A new Texas law that went into effect recently will protect homeowners who put up religious displays on their lawns such as crosses, Nativity scenes and menorahs from overzealous homeowner associations (HOA). Given the national prevalence of HOAs, the law’s impact will likely be studied by other legislatures around the country.

According to iPropertyManagement.com, 58% of the nation’s homeowners live in HOA communities, with roughly 8,000 new HOAs forming every year. In Texas, that translates to 21,000 HOAs with nearly six million residents – 20% of the state’s population.

The Homeowners Religious Freedom Act, which took effect May 31, states:

“[A] property owners’ association may not enforce or adopt a provision in a dedicatory instrument, including a restrictive covenant, that prohibits a property owner or resident from displaying or affixing on the owner’s or resident’s property or dwelling one or more religious items the display of which is motivated by the owner’s or resident’s sincere religious belief.”

“The HOA does not own your property and should not be in the business of placing overly burdensome restrictions on the free exercise of your religion,” the bill’s sponsor, state Senator Paul Bettencourt, said in a press release. “The bottom line is simply that if a homeowner wants to display a Nativity Scene, put a Cross or Menorah on their door, or exercise their religious freedom, whatever their religion might be, a homeowners association should not have the right to prevent that.”

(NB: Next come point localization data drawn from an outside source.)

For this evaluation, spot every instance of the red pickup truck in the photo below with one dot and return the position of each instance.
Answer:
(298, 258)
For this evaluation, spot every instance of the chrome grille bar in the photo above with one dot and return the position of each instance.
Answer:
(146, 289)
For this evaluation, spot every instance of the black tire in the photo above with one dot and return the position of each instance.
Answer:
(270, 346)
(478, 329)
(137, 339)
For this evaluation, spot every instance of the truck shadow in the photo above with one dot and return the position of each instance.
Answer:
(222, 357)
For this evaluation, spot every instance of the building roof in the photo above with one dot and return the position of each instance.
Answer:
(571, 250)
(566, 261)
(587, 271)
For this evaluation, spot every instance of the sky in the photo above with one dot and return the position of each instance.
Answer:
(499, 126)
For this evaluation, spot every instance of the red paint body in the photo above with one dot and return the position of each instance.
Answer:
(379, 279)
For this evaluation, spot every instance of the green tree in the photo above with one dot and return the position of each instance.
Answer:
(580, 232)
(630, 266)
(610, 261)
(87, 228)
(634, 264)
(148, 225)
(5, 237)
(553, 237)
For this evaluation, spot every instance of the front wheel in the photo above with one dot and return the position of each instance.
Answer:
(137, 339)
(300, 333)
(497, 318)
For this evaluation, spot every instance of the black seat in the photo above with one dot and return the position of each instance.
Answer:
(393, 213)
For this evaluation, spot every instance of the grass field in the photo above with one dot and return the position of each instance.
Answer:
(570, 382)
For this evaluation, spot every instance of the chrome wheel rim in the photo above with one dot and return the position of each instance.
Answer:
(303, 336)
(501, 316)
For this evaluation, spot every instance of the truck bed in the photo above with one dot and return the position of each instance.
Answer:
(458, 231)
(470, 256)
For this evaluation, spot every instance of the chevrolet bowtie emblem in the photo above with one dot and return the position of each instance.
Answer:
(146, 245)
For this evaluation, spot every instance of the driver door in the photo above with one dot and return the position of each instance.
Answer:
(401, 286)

The overwhelmingly popular bill passed the state Senate by a vote of 31-0, and in the House the margin was 139-4.

Critics of the law warned of the potential for Satanic and Wiccan symbols, or even voodoo shrines to become prominent front yard religious symbols protected by the law.

“There is always a potential that you open Pandora’s box by taking a bill that’s designed primarily to benefit members of established religions — Christianity, Christian religions and Judaism — and it gets hijacked for people who are nonreligious but who would try to use the religious claim,” Mark Jones, a political science professor at Rice University, told the Dallas Observer.

Lucien Greaves, a spokesman for The Satanic Temple, told the Observer, “We are an IRS-recognized, tax-exempt religious church. So, I don’t think they would have any real grounds to say that ‘Satanism need not apply.’”

But it seems to me that before HOAs came into existence, the gospel message – in the form of Nativity scenes and Easter crosses – survived just fine along with contrary messages from secular or even satanic worldviews on display in neighborhoods across the nation. We’ll see how Texans like the new law and the freedom it guarantees, but my guess is that come Christmastime, front yards in the Lone Star State will be festooned with scenes of Mary, Joseph and Baby Jesus.